Islam und Terrorismus

11. September 2001

Der 11. September 2001 und der 11. März 2004 - zwei Daten verbunden durch die tragischen Ereignisse der Terroranschläge in den USA und in Spanien. Zwei Daten, die sich mittlerweile auch vielen Tschechen ins Gedächtnis eingeprägt haben. Über 56 Prozent von ihnen bangen jetzt mehr um ihre Angehörigen als früher. Fast 25 Prozent der Tschechen überlegen sich, welches Verkehrsmittel sie benutzen wollen, 13 Prozent haben bereits die Änderung des geplanten Urlaubsziels beschlossen. Und - last but not least - gestehen 41 Prozent der Tschechen, Ausländern weniger zu vertrauen, ja sogar Angst vor ihnen zu haben. Dies besagen Ergebnisse einer jüngst durchgeführten Umfrage. Jitka Mladkova hat sich kürzlich mit Dozent Milos Mendel vom Orientalistischen Institut der Tschechischen Akademie der Wissenschaften unterhalten, der sich kategorisch gegen die Gleichsetzung des Terrorismus mit dem Islam wehrt.

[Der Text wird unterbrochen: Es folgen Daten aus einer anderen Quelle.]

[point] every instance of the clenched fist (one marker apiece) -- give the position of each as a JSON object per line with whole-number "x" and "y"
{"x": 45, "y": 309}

In einem Vortrag für Journalisten sagte es Mendel wohl gleich im ersten Satz: Er möge ihn nicht, den - in Anführungsstrichen - Terminus technicus "islamische Welt". Hinter dieser seiner Meinung nach all zu oft verwendeten Bezeichnung ist eine breit gefächerte Mannigfaltigkeit der islamischen Länder zu sehen - mit ihrem differenziertem Lebensstil, mit örtlichen Kulturen und mit Religionssystemen, die auf verschiedenste Art und Weise miteinander vernetzt sind. Mendel zufolge übernehme die tschechische Journalistik in hohem Masse ideologische Klischees, vor allem solche aus den USA. Eines davon heiße "Kampf gegen den Terrorismus". Dazu sagt er:

"Ich kann mich erinnern, wie noch vor 15 oder 16 Jahren - wie es hieß - gegen den Imperialismus gekämpft wurde. Das war ein total ausgehöhltes Klischee, obwohl es damals von vielen beschworen wurde. Bush´s Kampf gegen den Terrorismus ist in gewisser Hinsicht legitim, z.B. im Hinblick auf den 11. September 2001 und die Reaktion der USA in Afghanistan. Das kann man schon verstehen. Wenn aber in den Kampf gegen den Terrorismus z.B. auch der Krieg im Irak einbezogen und somit alle sozusagen in einen Sack geschmissen werden, dann finde ich das nicht richtig."

In Bezug auf die Terroranschläge in Madrid spricht Milos Mendel von der brutalsten Form des Terrorismus, stellt aber gleichzeitig die Frage, ob dies alles überhaupt noch etwas mit dem Islam zu tun hat. Mag sein, sagt er, dass diejenigen, die diese Gräueltat organisiert hatten, vom Islam nur sehr wenig wissen. Kurzum, Mendel sieht einen Zusammenhang zwischen derartigen Terrorakten und dem Islam als eine recht problematische Angelegenheit.

Nun, die weltweite Globalisierung ist trotz des Blutvergießens auf dem Vormarsch. Ist der befürchtete Streit der Zivilisationen da, ist ein Crash zu erwarten? Oder finden die Kulturen einen Modus vivendi für ihre Koexistenz? Noch einmal der renommierte Kenner des Islam und der arabischen Kultur, Milos Mendel:

"So etwas wie Samuel Huntington´s Theorie über den Streit der Zivilisationen ist selbstverständlich ein Unsinn... Ein Streit der Zivilisationen droht nicht, aber es kann schon die Nervosität in den islamischen Gesellschaften steigen, wenn deren traditionelle Lebensweisen in eine Kollision mit westlichen Werten geraten, die sie nicht akzeptieren wollen."

Und wie ist die tschechische Gesellschaft, der nicht selten Xenophobie als Charakterzug zugeschrieben wird, auf einen möglichen Zustrom von Moslems vorbereitet? In dieser Frage ist Dozent Mendel eher skeptisch:

"Die Tschechen sind, sagen wir, konservativ und vielleicht etwas fremdenfeindlicher als die Menschen in den umliegenden Ländern. Das ist u.a. auch auf unsere historische Entwicklung bzw. auf die Tatsache zurückzufügen, dass wir weder mit der islamischen Kultur, z.B. bei einer türkischen Expansion wie sie etwa die Ungarn erfahren hatten, oder durch islamische Gastarbeiter in Berührung gekommen waren. Ein Zusammenstoß, der nicht auszuschließen ist, könnte in mancher Hinsicht auch schmerzlich sein, vielleicht sogar mehr als in anderen Ländern."